No circularity: empirical ML results on collected DP states are self-contained

full rationale

The paper's chain is: solve 41 instances via PathWyse to generate and label states, extract ad-hoc constant-time features, train supervised classifiers on the resulting datasets G and I, then report direct test performance (strong on G; within-instance strong but cross-instance weak on I). Dominance labels originate from the external solver's actual relaxations, not from the ML model or any fitted quantity defined in terms of the target prediction. No equations redefine the output as the input, no self-citation chain bears the central claim, and the reported decline on unseen instances is an explicit empirical observation rather than a constructed result. The work is therefore a standard experimental study whose conclusions do not reduce to their own inputs by definition.

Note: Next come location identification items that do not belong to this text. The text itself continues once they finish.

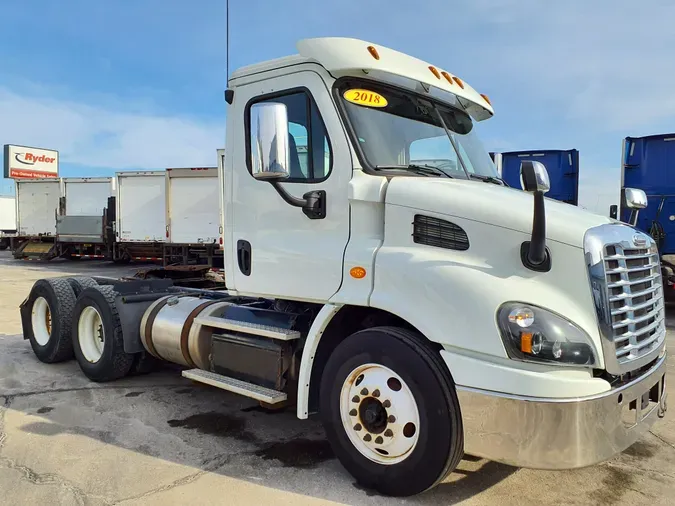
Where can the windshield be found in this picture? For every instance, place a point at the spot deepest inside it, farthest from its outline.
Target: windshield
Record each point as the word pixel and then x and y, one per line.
pixel 396 129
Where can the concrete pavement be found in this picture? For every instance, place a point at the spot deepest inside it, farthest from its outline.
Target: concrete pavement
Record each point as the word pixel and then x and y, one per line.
pixel 160 439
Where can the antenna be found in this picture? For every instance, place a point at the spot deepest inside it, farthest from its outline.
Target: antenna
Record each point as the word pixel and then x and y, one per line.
pixel 227 42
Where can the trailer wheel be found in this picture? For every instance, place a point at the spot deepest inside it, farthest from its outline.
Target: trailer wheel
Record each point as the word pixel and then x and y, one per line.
pixel 51 303
pixel 390 411
pixel 97 336
pixel 78 284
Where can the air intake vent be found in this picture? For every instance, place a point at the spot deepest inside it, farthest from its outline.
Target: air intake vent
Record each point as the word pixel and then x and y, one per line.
pixel 439 233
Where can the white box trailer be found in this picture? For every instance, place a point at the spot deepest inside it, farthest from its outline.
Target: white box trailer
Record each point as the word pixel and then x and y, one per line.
pixel 141 206
pixel 192 206
pixel 37 205
pixel 7 219
pixel 7 214
pixel 87 196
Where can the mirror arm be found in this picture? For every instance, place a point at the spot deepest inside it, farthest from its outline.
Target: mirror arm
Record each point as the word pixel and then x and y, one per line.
pixel 313 203
pixel 632 221
pixel 537 253
pixel 534 253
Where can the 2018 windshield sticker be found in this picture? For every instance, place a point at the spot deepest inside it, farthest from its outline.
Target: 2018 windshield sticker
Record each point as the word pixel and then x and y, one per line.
pixel 365 97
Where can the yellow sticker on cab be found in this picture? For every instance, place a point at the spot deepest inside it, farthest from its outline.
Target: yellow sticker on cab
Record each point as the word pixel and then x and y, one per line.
pixel 365 97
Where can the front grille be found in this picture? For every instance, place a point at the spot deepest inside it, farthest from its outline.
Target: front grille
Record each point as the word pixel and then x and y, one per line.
pixel 631 307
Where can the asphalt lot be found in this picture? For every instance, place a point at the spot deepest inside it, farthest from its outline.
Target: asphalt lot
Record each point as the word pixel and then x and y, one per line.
pixel 160 439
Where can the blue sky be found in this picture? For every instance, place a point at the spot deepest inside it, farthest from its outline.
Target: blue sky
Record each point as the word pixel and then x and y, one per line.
pixel 138 84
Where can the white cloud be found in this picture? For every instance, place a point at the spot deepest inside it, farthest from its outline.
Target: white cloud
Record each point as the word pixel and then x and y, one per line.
pixel 103 136
pixel 606 62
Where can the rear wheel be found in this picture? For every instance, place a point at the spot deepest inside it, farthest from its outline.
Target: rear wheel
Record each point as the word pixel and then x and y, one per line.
pixel 97 336
pixel 390 411
pixel 80 283
pixel 51 303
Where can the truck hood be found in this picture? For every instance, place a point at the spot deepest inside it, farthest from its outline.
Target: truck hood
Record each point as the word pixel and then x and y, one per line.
pixel 500 206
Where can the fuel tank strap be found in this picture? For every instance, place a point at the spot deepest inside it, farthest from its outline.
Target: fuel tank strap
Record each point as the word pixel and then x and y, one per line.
pixel 150 322
pixel 185 331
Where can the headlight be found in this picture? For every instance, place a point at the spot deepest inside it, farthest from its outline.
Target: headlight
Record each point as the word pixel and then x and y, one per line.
pixel 534 334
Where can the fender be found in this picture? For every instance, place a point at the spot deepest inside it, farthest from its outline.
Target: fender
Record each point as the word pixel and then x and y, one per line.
pixel 316 331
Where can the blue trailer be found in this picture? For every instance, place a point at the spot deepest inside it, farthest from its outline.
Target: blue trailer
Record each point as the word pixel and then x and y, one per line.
pixel 648 163
pixel 562 167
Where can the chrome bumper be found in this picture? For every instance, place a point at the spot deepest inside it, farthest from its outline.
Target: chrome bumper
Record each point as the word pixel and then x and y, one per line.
pixel 545 433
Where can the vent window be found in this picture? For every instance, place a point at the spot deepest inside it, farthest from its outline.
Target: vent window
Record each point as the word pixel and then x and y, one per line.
pixel 439 233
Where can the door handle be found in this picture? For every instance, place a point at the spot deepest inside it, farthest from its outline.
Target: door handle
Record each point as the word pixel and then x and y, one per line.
pixel 244 256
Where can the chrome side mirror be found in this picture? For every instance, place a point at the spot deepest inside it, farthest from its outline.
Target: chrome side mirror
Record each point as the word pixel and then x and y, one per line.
pixel 270 150
pixel 635 198
pixel 534 177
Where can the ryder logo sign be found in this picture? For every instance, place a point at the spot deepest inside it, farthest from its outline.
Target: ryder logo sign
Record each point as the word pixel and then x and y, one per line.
pixel 22 162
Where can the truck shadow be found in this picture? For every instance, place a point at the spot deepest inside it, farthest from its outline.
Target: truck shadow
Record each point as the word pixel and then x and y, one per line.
pixel 224 434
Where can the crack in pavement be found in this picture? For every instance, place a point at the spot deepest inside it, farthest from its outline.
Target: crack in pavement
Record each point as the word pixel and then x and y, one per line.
pixel 80 389
pixel 667 443
pixel 214 464
pixel 36 478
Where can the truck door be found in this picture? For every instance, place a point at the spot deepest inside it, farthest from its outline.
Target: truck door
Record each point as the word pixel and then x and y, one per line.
pixel 277 250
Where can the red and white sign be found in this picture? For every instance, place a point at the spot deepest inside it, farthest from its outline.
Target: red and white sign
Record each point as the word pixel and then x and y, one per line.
pixel 22 162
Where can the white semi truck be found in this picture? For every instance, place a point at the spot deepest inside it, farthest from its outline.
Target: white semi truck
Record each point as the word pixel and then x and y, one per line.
pixel 380 276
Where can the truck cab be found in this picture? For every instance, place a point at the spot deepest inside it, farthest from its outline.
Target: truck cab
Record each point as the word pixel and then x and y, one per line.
pixel 381 276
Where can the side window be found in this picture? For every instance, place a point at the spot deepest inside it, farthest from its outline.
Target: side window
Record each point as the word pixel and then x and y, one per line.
pixel 311 156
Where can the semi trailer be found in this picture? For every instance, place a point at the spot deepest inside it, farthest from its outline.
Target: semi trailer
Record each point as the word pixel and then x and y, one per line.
pixel 140 226
pixel 7 220
pixel 379 275
pixel 37 205
pixel 192 217
pixel 647 163
pixel 83 228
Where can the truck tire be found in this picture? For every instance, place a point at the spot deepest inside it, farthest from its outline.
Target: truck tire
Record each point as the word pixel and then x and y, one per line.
pixel 51 303
pixel 390 411
pixel 97 336
pixel 80 283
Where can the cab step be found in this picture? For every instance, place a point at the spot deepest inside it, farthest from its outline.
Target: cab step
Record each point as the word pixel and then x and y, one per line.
pixel 266 395
pixel 249 328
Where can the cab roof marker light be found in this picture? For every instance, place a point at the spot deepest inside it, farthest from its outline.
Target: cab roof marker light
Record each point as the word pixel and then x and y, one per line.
pixel 447 77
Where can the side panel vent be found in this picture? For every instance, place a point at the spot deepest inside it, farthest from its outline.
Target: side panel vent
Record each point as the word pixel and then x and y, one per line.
pixel 439 233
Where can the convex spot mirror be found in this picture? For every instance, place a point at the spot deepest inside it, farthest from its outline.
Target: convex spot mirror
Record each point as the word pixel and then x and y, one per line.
pixel 534 177
pixel 635 198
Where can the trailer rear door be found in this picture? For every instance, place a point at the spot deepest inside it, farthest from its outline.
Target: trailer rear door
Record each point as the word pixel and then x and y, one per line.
pixel 38 202
pixel 141 206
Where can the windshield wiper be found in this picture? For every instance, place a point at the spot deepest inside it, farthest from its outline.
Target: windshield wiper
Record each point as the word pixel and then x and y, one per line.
pixel 427 170
pixel 489 179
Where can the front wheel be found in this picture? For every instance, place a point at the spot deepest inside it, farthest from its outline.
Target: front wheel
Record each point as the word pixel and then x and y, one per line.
pixel 390 411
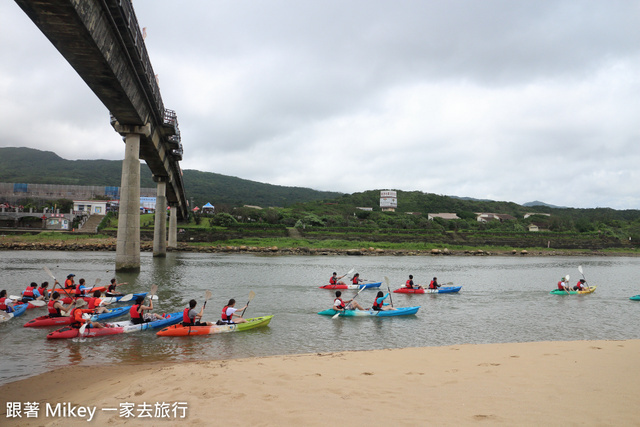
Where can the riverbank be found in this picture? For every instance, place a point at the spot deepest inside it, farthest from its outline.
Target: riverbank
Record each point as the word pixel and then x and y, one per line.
pixel 543 383
pixel 81 242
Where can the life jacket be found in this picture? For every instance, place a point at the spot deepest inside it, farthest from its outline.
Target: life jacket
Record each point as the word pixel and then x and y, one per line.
pixel 185 316
pixel 29 292
pixel 376 305
pixel 133 312
pixel 77 317
pixel 52 309
pixel 94 302
pixel 224 314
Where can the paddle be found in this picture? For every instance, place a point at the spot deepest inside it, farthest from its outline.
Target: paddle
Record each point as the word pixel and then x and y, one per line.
pixel 335 316
pixel 251 295
pixel 36 302
pixel 80 303
pixel 386 280
pixel 584 278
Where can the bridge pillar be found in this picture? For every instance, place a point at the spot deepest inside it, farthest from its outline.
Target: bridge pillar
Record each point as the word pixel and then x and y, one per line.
pixel 128 240
pixel 173 227
pixel 160 225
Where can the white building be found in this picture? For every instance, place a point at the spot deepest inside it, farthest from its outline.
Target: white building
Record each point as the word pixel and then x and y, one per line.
pixel 91 207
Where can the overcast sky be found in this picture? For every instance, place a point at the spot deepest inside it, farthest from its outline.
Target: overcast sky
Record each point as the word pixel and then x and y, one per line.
pixel 502 100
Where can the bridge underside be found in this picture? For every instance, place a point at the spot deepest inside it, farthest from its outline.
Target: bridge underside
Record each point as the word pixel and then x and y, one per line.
pixel 102 42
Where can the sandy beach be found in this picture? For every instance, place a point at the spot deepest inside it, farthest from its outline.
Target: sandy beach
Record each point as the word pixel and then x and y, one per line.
pixel 547 383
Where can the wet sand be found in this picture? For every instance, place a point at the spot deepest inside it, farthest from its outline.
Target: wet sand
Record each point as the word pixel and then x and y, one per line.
pixel 547 383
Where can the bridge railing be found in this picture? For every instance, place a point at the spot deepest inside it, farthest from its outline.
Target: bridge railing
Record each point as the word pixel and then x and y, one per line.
pixel 129 17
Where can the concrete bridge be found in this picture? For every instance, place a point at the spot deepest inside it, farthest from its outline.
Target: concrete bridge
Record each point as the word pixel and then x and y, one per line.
pixel 102 41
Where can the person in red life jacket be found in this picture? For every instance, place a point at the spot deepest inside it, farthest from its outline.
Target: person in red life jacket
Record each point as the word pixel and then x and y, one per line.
pixel 379 304
pixel 55 306
pixel 79 292
pixel 137 312
pixel 96 304
pixel 78 316
pixel 69 283
pixel 335 280
pixel 42 290
pixel 190 317
pixel 410 285
pixel 229 313
pixel 340 305
pixel 356 279
pixel 111 289
pixel 563 284
pixel 6 304
pixel 31 293
pixel 580 286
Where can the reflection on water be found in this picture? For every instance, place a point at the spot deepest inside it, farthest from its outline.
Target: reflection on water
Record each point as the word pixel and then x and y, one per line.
pixel 503 299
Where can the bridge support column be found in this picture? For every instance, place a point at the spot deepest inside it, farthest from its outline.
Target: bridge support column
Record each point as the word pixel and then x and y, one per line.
pixel 173 227
pixel 160 225
pixel 128 240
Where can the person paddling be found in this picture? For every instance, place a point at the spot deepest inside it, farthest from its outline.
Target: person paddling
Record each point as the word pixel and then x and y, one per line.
pixel 356 279
pixel 229 315
pixel 335 280
pixel 190 317
pixel 42 290
pixel 7 304
pixel 78 316
pixel 111 289
pixel 410 285
pixel 580 286
pixel 137 312
pixel 96 304
pixel 31 293
pixel 340 305
pixel 379 304
pixel 563 284
pixel 55 307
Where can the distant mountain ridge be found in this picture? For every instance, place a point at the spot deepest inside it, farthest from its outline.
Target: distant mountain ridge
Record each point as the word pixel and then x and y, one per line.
pixel 30 166
pixel 539 203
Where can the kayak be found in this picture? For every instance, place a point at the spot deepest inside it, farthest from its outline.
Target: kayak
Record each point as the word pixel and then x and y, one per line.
pixel 183 331
pixel 400 311
pixel 442 290
pixel 589 290
pixel 363 286
pixel 115 328
pixel 18 310
pixel 66 320
pixel 109 300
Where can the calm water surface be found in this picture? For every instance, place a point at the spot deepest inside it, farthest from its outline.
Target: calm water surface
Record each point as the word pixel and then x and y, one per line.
pixel 503 299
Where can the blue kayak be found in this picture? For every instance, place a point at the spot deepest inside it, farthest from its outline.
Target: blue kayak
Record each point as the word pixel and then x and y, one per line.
pixel 399 311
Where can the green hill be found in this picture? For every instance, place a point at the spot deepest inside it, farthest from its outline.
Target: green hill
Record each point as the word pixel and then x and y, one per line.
pixel 26 165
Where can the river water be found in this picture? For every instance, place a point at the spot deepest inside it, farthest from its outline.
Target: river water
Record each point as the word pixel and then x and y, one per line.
pixel 503 299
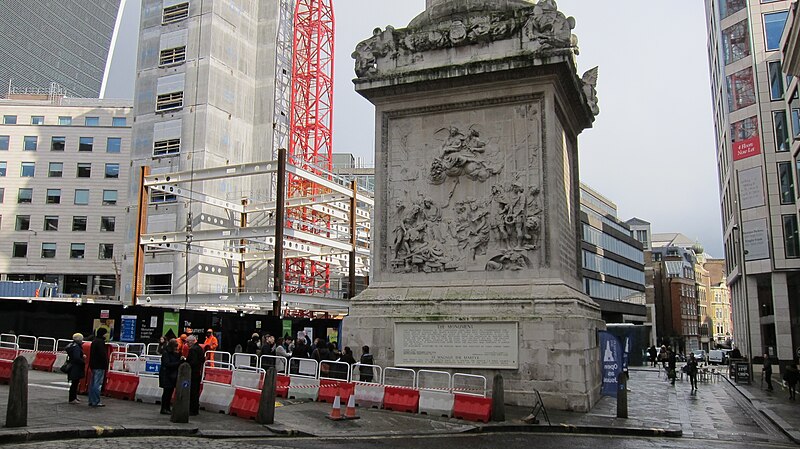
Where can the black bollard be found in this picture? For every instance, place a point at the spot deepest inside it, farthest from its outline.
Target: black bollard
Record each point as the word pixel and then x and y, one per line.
pixel 17 411
pixel 498 399
pixel 622 395
pixel 266 408
pixel 180 408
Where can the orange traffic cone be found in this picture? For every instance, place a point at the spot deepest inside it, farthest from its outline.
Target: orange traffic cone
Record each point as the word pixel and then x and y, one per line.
pixel 350 411
pixel 336 411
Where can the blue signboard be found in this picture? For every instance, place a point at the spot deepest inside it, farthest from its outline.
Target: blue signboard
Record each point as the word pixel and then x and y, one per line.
pixel 611 358
pixel 152 366
pixel 128 331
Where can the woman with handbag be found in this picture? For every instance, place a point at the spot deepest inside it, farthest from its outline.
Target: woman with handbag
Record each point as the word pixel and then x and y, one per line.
pixel 74 367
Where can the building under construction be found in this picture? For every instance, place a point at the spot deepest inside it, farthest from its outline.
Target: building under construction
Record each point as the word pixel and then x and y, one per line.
pixel 234 206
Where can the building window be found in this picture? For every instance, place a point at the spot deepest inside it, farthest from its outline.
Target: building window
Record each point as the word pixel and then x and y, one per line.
pixel 169 101
pixel 28 169
pixel 736 42
pixel 108 224
pixel 30 143
pixel 786 182
pixel 51 222
pixel 81 197
pixel 23 223
pixel 175 13
pixel 55 170
pixel 166 147
pixel 20 249
pixel 53 196
pixel 172 56
pixel 48 250
pixel 741 89
pixel 84 170
pixel 25 196
pixel 86 144
pixel 78 223
pixel 58 143
pixel 114 145
pixel 112 171
pixel 781 131
pixel 158 284
pixel 77 250
pixel 109 197
pixel 157 197
pixel 775 80
pixel 773 28
pixel 790 236
pixel 106 251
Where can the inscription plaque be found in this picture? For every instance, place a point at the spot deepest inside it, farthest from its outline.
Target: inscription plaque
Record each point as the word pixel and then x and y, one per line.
pixel 482 345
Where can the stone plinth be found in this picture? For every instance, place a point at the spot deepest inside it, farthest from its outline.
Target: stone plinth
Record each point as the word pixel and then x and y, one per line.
pixel 477 229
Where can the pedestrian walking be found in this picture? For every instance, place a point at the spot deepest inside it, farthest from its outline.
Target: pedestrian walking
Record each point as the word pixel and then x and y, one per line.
pixel 652 352
pixel 168 375
pixel 196 360
pixel 77 366
pixel 98 363
pixel 366 372
pixel 767 372
pixel 791 376
pixel 691 370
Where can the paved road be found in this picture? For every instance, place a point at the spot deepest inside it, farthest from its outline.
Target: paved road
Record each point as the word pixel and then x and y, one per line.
pixel 504 440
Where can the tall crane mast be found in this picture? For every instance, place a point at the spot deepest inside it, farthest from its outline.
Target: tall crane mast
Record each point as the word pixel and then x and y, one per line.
pixel 310 134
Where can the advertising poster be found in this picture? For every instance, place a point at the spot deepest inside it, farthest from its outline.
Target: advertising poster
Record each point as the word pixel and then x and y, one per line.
pixel 128 328
pixel 106 323
pixel 170 327
pixel 610 361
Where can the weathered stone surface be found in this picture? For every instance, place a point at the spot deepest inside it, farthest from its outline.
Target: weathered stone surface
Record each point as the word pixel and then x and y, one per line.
pixel 478 108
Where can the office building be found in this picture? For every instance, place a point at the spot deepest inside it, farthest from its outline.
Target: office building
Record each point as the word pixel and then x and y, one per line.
pixel 67 42
pixel 612 261
pixel 64 175
pixel 757 171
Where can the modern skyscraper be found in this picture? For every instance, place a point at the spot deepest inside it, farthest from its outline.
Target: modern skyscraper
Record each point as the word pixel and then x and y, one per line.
pixel 756 172
pixel 68 42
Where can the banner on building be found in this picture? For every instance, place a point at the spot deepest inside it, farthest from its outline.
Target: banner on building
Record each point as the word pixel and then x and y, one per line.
pixel 610 361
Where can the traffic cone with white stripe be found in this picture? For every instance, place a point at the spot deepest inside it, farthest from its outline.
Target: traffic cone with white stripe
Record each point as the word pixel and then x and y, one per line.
pixel 350 411
pixel 336 411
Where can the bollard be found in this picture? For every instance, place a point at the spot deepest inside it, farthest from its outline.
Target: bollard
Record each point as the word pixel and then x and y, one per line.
pixel 180 408
pixel 622 395
pixel 498 399
pixel 266 408
pixel 17 411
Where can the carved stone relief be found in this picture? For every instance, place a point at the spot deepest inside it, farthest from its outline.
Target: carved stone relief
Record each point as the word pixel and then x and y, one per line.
pixel 479 208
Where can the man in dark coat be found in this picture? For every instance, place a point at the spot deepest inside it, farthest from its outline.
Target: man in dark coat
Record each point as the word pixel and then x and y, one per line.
pixel 98 363
pixel 77 366
pixel 196 360
pixel 168 374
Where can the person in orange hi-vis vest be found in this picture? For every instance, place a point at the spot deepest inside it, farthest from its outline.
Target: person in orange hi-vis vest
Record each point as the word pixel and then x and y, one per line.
pixel 211 344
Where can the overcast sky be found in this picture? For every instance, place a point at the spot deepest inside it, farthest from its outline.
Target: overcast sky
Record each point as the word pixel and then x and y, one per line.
pixel 651 150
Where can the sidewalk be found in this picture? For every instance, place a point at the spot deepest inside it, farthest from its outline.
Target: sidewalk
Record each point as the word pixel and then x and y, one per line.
pixel 775 405
pixel 655 408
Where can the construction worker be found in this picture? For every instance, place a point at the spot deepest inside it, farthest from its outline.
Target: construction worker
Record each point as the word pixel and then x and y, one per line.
pixel 211 343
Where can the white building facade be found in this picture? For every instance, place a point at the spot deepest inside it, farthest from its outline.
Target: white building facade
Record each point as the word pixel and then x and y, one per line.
pixel 64 174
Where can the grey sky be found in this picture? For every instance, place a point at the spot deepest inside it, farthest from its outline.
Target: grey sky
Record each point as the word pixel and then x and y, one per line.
pixel 651 150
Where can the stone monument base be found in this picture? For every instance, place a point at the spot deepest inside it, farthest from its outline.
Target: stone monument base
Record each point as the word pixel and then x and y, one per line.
pixel 556 349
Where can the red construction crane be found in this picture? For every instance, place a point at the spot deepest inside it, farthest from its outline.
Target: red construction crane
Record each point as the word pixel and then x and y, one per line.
pixel 310 133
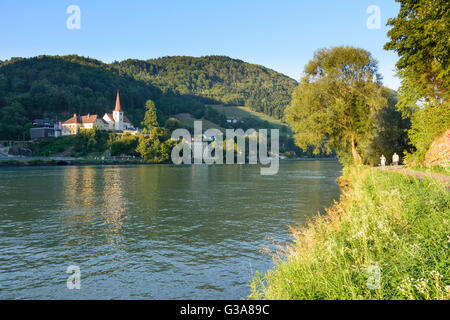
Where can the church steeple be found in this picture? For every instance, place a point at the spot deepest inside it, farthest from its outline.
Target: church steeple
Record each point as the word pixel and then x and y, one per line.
pixel 118 102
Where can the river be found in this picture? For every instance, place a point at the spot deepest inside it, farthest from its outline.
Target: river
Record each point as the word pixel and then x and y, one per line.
pixel 150 231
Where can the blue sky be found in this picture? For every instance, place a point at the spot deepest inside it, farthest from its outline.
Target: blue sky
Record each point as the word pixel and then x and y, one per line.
pixel 279 34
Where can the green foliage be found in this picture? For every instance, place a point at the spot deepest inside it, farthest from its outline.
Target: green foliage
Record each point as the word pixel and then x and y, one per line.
pixel 420 37
pixel 56 87
pixel 335 103
pixel 389 221
pixel 150 119
pixel 171 125
pixel 124 145
pixel 428 123
pixel 155 148
pixel 219 78
pixel 390 132
pixel 91 140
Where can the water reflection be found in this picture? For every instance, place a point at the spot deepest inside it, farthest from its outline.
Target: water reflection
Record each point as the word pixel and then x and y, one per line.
pixel 160 231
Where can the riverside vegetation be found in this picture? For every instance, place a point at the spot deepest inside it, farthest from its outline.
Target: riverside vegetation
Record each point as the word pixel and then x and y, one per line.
pixel 388 237
pixel 387 220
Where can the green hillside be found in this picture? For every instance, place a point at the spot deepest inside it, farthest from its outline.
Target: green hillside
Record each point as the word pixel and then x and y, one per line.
pixel 229 81
pixel 55 87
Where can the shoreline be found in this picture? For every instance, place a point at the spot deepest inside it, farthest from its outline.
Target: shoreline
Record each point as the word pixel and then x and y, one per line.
pixel 381 240
pixel 43 162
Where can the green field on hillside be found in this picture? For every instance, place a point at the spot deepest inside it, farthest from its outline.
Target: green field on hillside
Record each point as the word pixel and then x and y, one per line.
pixel 245 112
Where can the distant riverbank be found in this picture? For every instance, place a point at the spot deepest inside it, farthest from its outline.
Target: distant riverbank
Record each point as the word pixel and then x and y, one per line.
pixel 60 161
pixel 387 238
pixel 30 162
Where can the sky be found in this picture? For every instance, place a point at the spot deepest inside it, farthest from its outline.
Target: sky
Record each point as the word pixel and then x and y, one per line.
pixel 280 34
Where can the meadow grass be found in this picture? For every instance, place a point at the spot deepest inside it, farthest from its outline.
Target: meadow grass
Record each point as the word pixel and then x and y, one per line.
pixel 387 238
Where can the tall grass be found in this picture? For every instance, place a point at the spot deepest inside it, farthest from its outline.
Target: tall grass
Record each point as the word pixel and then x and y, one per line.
pixel 388 238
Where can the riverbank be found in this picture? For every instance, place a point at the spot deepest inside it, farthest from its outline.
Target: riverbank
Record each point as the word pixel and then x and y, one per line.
pixel 387 238
pixel 42 161
pixel 30 162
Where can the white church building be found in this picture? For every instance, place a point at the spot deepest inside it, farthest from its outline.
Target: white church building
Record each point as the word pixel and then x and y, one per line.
pixel 115 122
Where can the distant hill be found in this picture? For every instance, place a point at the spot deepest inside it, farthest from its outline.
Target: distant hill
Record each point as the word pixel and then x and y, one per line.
pixel 56 87
pixel 230 81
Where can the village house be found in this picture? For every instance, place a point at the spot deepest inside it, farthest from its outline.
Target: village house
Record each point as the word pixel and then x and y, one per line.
pixel 115 122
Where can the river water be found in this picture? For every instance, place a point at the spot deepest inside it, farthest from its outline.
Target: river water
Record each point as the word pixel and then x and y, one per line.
pixel 151 231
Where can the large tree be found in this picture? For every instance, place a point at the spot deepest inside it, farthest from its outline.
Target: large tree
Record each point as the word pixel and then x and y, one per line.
pixel 420 36
pixel 334 104
pixel 150 119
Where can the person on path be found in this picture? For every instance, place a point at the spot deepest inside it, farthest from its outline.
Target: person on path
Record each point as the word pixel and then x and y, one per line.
pixel 395 159
pixel 383 160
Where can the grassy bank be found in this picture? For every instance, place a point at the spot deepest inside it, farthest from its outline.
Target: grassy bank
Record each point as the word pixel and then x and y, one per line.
pixel 388 238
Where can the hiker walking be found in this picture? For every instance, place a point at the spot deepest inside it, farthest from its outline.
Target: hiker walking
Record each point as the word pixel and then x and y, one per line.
pixel 383 160
pixel 395 159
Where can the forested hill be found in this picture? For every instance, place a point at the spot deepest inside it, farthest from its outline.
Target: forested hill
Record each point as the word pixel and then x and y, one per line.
pixel 56 87
pixel 221 78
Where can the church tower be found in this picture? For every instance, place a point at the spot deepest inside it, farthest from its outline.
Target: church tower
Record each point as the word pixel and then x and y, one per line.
pixel 118 115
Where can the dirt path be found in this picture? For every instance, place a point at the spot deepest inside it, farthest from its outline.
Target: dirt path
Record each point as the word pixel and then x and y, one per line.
pixel 419 174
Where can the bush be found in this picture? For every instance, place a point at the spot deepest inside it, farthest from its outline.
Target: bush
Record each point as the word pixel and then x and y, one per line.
pixel 387 239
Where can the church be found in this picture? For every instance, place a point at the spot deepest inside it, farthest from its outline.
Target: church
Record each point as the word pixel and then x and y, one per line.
pixel 114 122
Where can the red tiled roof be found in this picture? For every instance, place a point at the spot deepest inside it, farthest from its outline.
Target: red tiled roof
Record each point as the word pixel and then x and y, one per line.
pixel 117 102
pixel 83 119
pixel 125 119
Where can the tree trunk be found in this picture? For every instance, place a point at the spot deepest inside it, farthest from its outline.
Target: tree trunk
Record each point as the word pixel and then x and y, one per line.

Axiom & Free-Parameter Ledger

0 free parameters · 2 axioms · 0 invented entities

The central claim depends on the assumption that ad-hoc constant-time features plus standard supervised learning can capture dominance patterns. No free parameters or invented entities are explicitly introduced in the abstract. The approach inherits standard assumptions from dynamic programming and machine learning.

axioms (2)
  • domain assumption Ad-hoc features computable in constant time are sufficient to distinguish dominating states
    The paper relies on these features for the ML models without proving or justifying their completeness.
  • domain assumption Patterns learned from generated states in 41 instances generalize to dominance prediction
    The reported within-instance success and cross-instance decline both rest on this generalization assumption.